$18B asset manager F/m seeks SEC approval to tokenize US Treasury ETF
Overview
F/m Investments is actively pursuing approval from the U.S. Securities and Exchange Commission (SEC) to record ownership of its $6 billion Treasury Exchange-Traded Fund (ETF) on a permissioned blockchain. This move is part of a broader trend of tokenization gaining traction on Wall Street, signaling a potential shift in how financial assets are managed and traded.
What Happened
F/m Investments, an asset manager managing approximately $18 billion in assets, has submitted a request to the SEC. The firm aims to utilize blockchain technology to enhance the efficiency and transparency of its Treasury ETF, which currently has a valuation of $6 billion. By recording ownership on a permissioned blockchain, F/m Investments seeks to streamline the process of asset management and improve the overall experience for investors.
The initiative comes at a time when the concept of tokenization is increasingly being embraced by financial institutions. Tokenization refers to the process of converting rights to an asset into a digital token on a blockchain, which can provide numerous benefits including increased liquidity, reduced settlement times, and enhanced security. As more firms explore the advantages of blockchain technology, F/m Investments’ application could pave the way for similar efforts within the industry.
This effort to tokenize a Treasury ETF is particularly significant as U.S. Treasury securities are among the most widely held and traded financial instruments. The move could not only modernize the management of these assets but also attract a new wave of investors who are interested in the benefits offered by blockchain technology.
From author
The pursuit of SEC approval by F/m Investments highlights a pivotal moment in the intersection of traditional finance and emerging technologies. As the financial landscape evolves, the embrace of blockchain for asset management reflects a growing recognition of the potential efficiencies that can be gained. The outcomes of F/m Investments’ application may have lasting implications for the broader financial sector, particularly in how ETFs and similar financial products are structured and traded.
The move to tokenization can also be viewed as a response to increasing demand for innovation in financial services. Investors are becoming more accustomed to digital assets, and the integration of blockchain technology into established financial products could serve to bridge the gap between traditional and digital finance.
Impact on the crypto market
- The SEC’s response to F/m Investments’ application could set a precedent for future tokenization efforts in traditional financial markets.

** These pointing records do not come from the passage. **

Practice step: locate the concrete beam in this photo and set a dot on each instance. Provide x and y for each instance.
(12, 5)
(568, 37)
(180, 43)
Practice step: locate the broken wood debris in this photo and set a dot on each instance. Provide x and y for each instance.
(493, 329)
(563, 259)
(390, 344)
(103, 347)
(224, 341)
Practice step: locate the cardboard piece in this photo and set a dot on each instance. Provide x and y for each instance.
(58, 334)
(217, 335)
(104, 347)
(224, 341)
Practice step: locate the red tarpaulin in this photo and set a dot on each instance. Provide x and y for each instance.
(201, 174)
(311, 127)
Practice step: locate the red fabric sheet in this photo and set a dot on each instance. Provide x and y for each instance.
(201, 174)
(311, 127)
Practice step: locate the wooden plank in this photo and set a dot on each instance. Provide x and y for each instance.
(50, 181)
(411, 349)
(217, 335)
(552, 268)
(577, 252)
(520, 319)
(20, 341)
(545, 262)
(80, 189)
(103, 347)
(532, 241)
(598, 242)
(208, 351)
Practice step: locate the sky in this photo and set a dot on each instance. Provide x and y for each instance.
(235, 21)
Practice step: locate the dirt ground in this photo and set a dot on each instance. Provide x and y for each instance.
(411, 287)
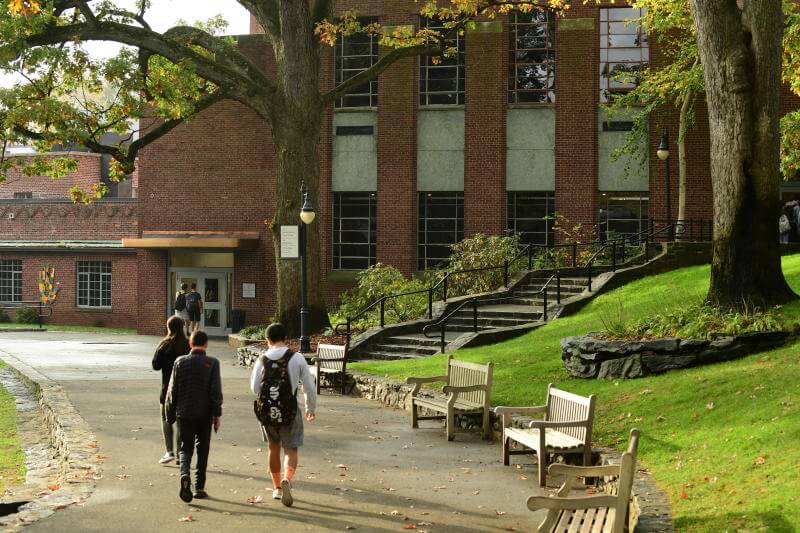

- Successful approval could encourage other asset managers to explore blockchain solutions for their products, further integrating cryptocurrencies and traditional assets.
- Increased adoption of tokenized assets may enhance liquidity in the market, attracting a wider range of investors.
- The initiative reflects a growing trend of innovation in financial services, which could lead to more robust regulatory frameworks around digital assets.
- The move could stimulate interest in blockchain technology among institutional investors, potentially increasing overall investment in the crypto market.